Calumet City 1st Ward Ald. Michael Navarrete, also a St. Victor alumnus, said the vibrancy of the parish factored into improved home sales and infrastructure investment in the neighborhood surrounding the church.
“(The closing) is devastating from an economic development standpoint,” Navarrete said.
Last year, Calumet City and the archdiocese each contributed funds to demolish the former school building after parishioners raised most of the money needed, he said. The school closed in 2004 and the building had fallen into disrepair.
St. Victor flourished by offering Spanish language services as more Hispanic families moved into the neighborhood, Navarrete said.
“St. Victor was the largest and most active of the three parishes,” Grenchik said.
Navarrete provided a copy of a 2018 report for the Great Cities Institute at the University of Illinois at
Chicago that showed St.
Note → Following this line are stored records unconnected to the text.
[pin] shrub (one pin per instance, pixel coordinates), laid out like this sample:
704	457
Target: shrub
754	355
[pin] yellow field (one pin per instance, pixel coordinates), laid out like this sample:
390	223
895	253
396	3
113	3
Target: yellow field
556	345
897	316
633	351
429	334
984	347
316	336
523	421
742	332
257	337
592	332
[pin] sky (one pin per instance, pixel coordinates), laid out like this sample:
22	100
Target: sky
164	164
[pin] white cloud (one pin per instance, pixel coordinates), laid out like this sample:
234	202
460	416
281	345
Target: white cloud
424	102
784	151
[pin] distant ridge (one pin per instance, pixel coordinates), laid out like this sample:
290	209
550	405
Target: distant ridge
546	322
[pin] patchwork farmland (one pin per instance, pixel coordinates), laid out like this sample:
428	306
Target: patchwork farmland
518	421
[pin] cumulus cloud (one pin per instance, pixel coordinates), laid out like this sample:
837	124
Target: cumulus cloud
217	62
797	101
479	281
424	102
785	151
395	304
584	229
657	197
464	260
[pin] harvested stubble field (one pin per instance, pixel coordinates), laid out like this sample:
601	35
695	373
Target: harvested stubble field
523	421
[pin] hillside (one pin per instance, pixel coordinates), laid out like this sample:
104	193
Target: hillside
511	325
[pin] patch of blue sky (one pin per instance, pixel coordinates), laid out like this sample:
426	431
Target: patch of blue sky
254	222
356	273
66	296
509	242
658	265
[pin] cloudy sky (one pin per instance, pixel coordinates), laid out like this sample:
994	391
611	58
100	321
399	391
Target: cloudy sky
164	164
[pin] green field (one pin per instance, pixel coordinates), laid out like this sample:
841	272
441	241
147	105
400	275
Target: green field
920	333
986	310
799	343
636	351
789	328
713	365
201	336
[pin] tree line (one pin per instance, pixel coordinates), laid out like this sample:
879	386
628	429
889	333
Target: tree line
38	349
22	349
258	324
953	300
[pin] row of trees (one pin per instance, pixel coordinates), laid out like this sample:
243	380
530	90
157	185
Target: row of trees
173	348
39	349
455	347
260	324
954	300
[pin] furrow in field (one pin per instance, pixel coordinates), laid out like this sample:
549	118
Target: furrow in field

Victor had more parishioners (791) than St. Andrew (371) or Our Lady of Knock (547). St. Victor held four times more baptisms than the other two parishes and far more first communions and confirmations — other Catholic sacraments — than the other parishes.
“It was the leader,” Navarrete said. He said he wished the archdiocese’s consolidation process placed less emphasis on financial considerations, such as the age of buildings and how much money needed to be raised for repairs and improvements.
“St. Victor was a huge driver in terms of revitalizing that neighborhood,” he said. “The ward is still struggling to recover from the housing crisis in 2008.”
“It’s very sad,” he said of the decision to close the church.
Representatives of the archdiocese have discussed potential future uses for the property with Calumet City officials, Navarrete said, though there are no definite plans at this time.
Grenchik said it was “disheartening” that the parish was closing despite the efforts of parishioners.
“This is what we feared would happen,” he said. “They need to sell it, but I don’t know that there are any buyers.”
He expressed frustration that parishioners could not attend the final Mass in person. The next few days will feel like hold a funeral for the church, he said.
“The burial is on Thursday, then there are three days of wake after that,” he said.